Chopper: Wandering Soul has been a bit of an uneven journey. Chopper Shakespeare’s battle against a nanobot cloud, powered by Australian Aboriginal myths, has dipped into stereotypes at times, remained respectful of art and culture in others. As we reach the end, giant Judda Judges approach Sydney-Melbourne, and a blend of magic and science is needed to stop them. For all the action, it’s a melancholy tale. Despite the lurid art from Brendan McCarthy and Len O’Grady, where no gutter remains undecorated, it’s full of sadness. There’s some lovely emotional writing as we catch up with Judge Bruce as he faces death, and Cleverman Wally grieves for those lost.
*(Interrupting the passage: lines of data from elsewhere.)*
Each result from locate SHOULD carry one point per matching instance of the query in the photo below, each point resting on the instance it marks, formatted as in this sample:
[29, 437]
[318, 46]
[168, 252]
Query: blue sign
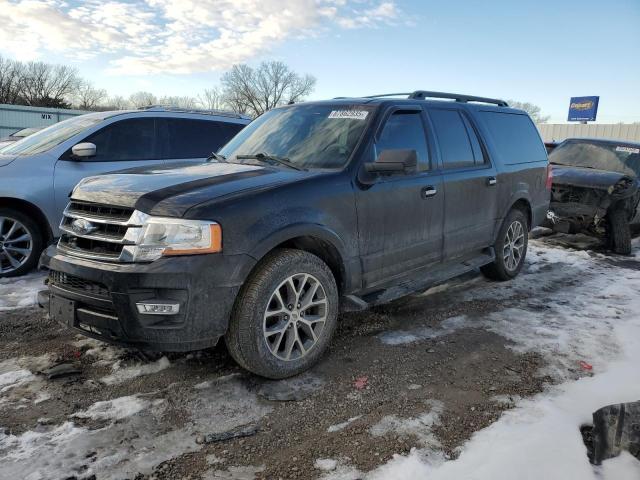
[583, 109]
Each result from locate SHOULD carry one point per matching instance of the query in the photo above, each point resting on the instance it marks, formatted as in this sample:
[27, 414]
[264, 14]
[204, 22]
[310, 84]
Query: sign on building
[583, 109]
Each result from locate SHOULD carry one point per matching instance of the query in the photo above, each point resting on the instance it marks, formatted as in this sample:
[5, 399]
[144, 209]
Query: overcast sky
[541, 51]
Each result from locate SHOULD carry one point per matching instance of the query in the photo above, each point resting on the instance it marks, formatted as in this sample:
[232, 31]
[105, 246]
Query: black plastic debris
[290, 390]
[615, 428]
[62, 370]
[247, 431]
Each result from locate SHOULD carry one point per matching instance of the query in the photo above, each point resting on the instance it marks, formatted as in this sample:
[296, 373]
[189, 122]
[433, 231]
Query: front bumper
[100, 299]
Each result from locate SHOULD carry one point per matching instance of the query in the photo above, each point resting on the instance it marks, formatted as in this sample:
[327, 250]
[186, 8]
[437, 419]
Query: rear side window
[133, 139]
[404, 130]
[459, 144]
[196, 138]
[515, 137]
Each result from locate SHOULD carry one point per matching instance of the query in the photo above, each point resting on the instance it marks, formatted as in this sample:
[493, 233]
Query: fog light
[158, 308]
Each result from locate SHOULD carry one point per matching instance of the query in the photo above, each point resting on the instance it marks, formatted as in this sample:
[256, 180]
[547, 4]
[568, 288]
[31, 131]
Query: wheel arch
[315, 239]
[33, 211]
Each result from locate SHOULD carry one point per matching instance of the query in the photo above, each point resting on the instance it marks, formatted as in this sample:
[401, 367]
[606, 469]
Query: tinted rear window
[197, 138]
[515, 137]
[459, 145]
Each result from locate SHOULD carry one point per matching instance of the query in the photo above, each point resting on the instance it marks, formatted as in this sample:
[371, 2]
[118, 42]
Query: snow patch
[121, 375]
[139, 437]
[420, 426]
[401, 337]
[233, 473]
[325, 464]
[16, 377]
[343, 425]
[20, 292]
[116, 409]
From a shaky start, where even it’s main character questioned the wisdom of his being here, Wandering Soul has been a worthy journey.


Strange Brigade exists as a prologue for a video game planned for release by Rebellion at the end of this month. That would be a cynical markettng ploy, if it wasn’t so well written and so much fun. Messing with the stereotypes of the British Empire, its a non-stop action sequence filled with knowing humour. We haven’t had much of a chance to meet these characetrs, but their voices are clear and distinct. After a bit of a build up, the final boss battle was over a little too quickly, but it’s been a really fun ride, and hopefully the Strange Brigade will return.


The Megazine also includes two written articles: one on the upcoming Vigilant comic, which teams up classic characters from British comic’s yesteryear, and the second on a new Dredd tabletop game from designers Game and a Curry. The Megazine is also bagged with a selection of “lost cases” - new Dredd stories, set in the midst of classic epics.  These are great stories, and wl worth the cover price alone.